L’isotrétinoïne est un médicament de la famille des rétinoïdes, dérivé de la vitamine A. Elle est prise par voie orale et utilisée dans certaines formes d’acné sévère ou résistante aux traitements habituels.

C’est l’un des traitements les plus efficaces de l’acné sévère. Elle peut permettre une amélioration importante et durable, parfois définitive, notamment dans les formes avec nodules, kystes ou risque de cicatrices.

Comment agit l’isotrétinoïne ?

L’acné est liée à plusieurs mécanismes : une production excessive de sébum (substance grasse naturellement présente sur la peau), une obstruction des pores, une inflammation et la prolifération d’une bactérie appelée Cutibacterium acnes (ex-Propionibacterium acnes).

L’isotrétinoïne agit sur l’ensemble de ces mécanismes. Elle diminue fortement la production de sébum, aide à désobstruer les pores, réduit l’inflammation et limite indirectement la prolifération de la bactérie impliquée dans l’acné.

C’est cette action globale qui explique son efficacité dans les formes sévères d’acné.

Dans quelles situations est-elle utilisée ?

L’isotrétinoïne peut être proposée en cas d’acné sévère, notamment lorsqu’il existe des nodules, des kystes, des lésions profondes ou un risque important de cicatrices.

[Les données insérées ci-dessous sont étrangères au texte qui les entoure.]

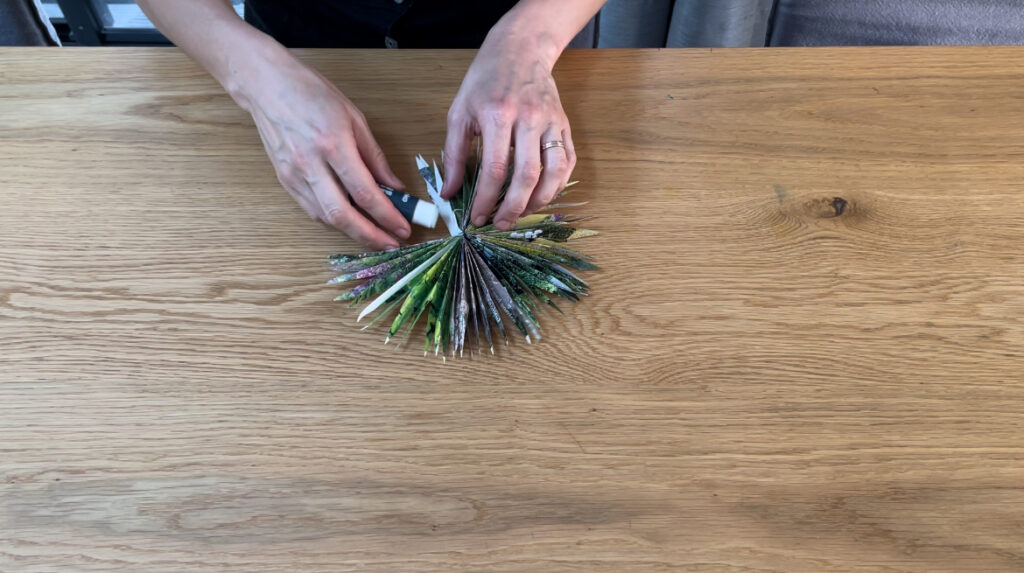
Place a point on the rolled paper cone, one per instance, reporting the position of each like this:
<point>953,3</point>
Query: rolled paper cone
<point>414,210</point>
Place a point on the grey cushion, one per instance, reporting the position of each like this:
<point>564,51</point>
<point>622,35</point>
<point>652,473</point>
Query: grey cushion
<point>849,23</point>
<point>20,25</point>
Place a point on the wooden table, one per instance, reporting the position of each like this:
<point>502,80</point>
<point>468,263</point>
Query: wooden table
<point>804,351</point>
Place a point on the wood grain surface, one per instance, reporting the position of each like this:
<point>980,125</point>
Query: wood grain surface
<point>803,352</point>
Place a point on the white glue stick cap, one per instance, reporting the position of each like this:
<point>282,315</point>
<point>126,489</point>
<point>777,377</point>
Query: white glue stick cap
<point>425,214</point>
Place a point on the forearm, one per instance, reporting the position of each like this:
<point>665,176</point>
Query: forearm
<point>212,34</point>
<point>544,25</point>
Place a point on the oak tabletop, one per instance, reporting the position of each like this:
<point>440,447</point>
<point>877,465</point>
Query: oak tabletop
<point>803,351</point>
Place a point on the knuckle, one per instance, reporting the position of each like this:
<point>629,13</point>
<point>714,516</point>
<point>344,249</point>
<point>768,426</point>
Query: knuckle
<point>559,164</point>
<point>499,114</point>
<point>530,171</point>
<point>359,194</point>
<point>530,114</point>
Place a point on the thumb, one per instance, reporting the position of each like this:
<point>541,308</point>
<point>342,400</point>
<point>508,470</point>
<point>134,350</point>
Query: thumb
<point>375,160</point>
<point>456,151</point>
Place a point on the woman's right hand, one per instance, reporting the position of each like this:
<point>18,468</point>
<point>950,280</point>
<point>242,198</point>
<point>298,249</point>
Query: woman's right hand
<point>321,146</point>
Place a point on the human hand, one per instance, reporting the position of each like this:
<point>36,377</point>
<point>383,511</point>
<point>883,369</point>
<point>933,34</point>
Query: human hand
<point>323,150</point>
<point>509,98</point>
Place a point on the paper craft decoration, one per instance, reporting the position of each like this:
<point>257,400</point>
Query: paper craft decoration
<point>474,285</point>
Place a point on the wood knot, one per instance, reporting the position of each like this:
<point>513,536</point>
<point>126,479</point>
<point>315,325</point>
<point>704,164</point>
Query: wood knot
<point>825,208</point>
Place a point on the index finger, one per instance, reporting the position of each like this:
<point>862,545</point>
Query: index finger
<point>359,185</point>
<point>339,213</point>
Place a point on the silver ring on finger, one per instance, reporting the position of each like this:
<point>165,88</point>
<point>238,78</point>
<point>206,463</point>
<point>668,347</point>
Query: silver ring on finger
<point>552,143</point>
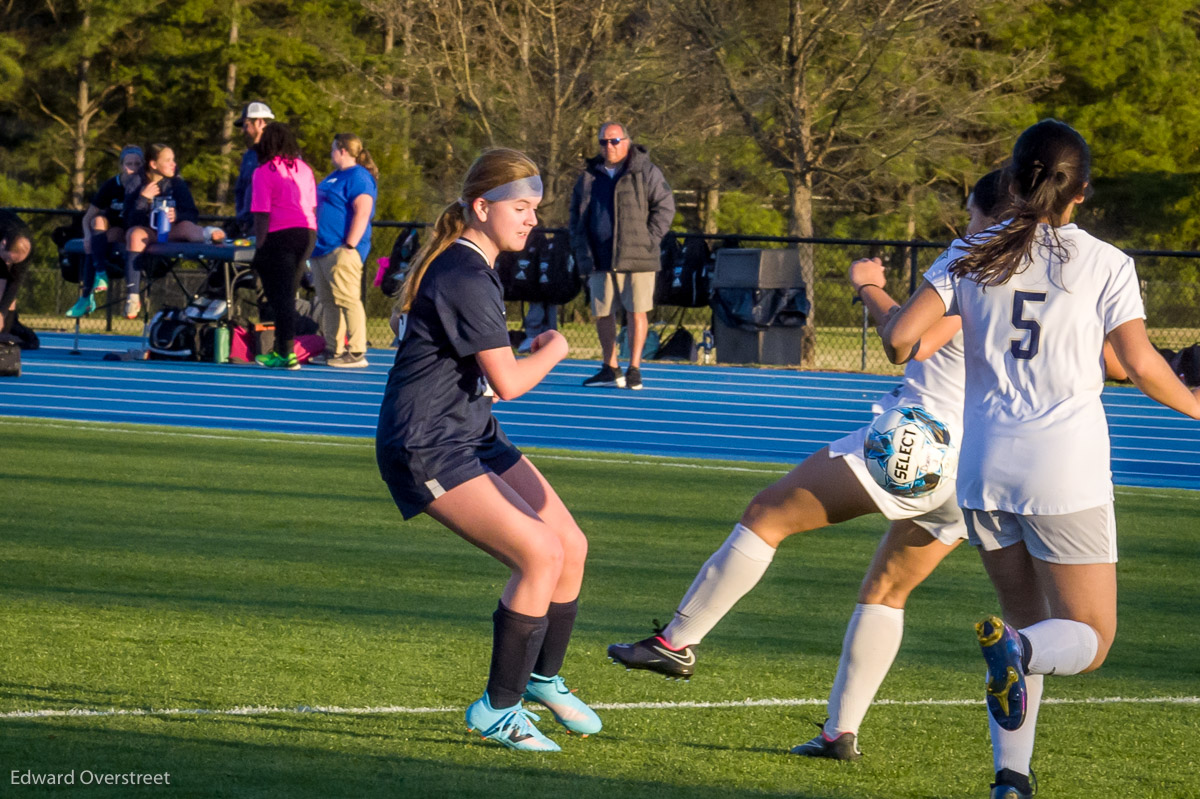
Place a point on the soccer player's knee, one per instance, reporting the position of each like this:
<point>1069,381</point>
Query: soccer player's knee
<point>547,558</point>
<point>1104,640</point>
<point>883,589</point>
<point>575,547</point>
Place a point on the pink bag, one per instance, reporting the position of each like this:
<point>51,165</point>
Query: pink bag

Dans certaines rosacées résistantes aux traitements habituels ou fréquemment récidivantes, l’isotrétinoïne peut être discutée à faible dose, sous la responsabilité du dermatologue prescripteur, car cette utilisation est actuellement hors autorisation de mise sur le marché.

Comment prend-on l’isotrétinoïne ?

L’isotrétinoïne se prend par voie orale, généralement une à deux fois par jour, au cours des repas, car cela améliore son absorption par l’organisme.

La dose est adaptée par le dermatologue selon le poids, la tolérance du traitement et l’évolution des lésions. Le traitement dure le plus souvent plusieurs mois, habituellement entre 4 et 8 mois, car il est nécessaire d’atteindre une certaine quantité totale de médicament, appelée dose cumulative, pour favoriser une efficacité durable.

Une aggravation transitoire de l’acné peut parfois survenir au début du traitement, avant l’amélioration progressive des lésions.

Grossesse : une contre-indication absolue

L’isotrétinoïne est un médicament fortement tératogène. Cela signifie qu’elle peut provoquer des malformations graves chez l’enfant à naître si une grossesse survient pendant le traitement.

Elle est donc strictement contre-indiquée pendant la grossesse.

Chez les femmes en âge d’avoir des enfants, un programme de prévention de la grossesse est obligatoire. Il comprend notamment une contraception efficace avant le début du traitement, pendant toute sa durée et pendant 1 mois après l’arrêt. Des tests de grossesse réguliers sont nécessaires, en particulier avant chaque renouvellement du traitement.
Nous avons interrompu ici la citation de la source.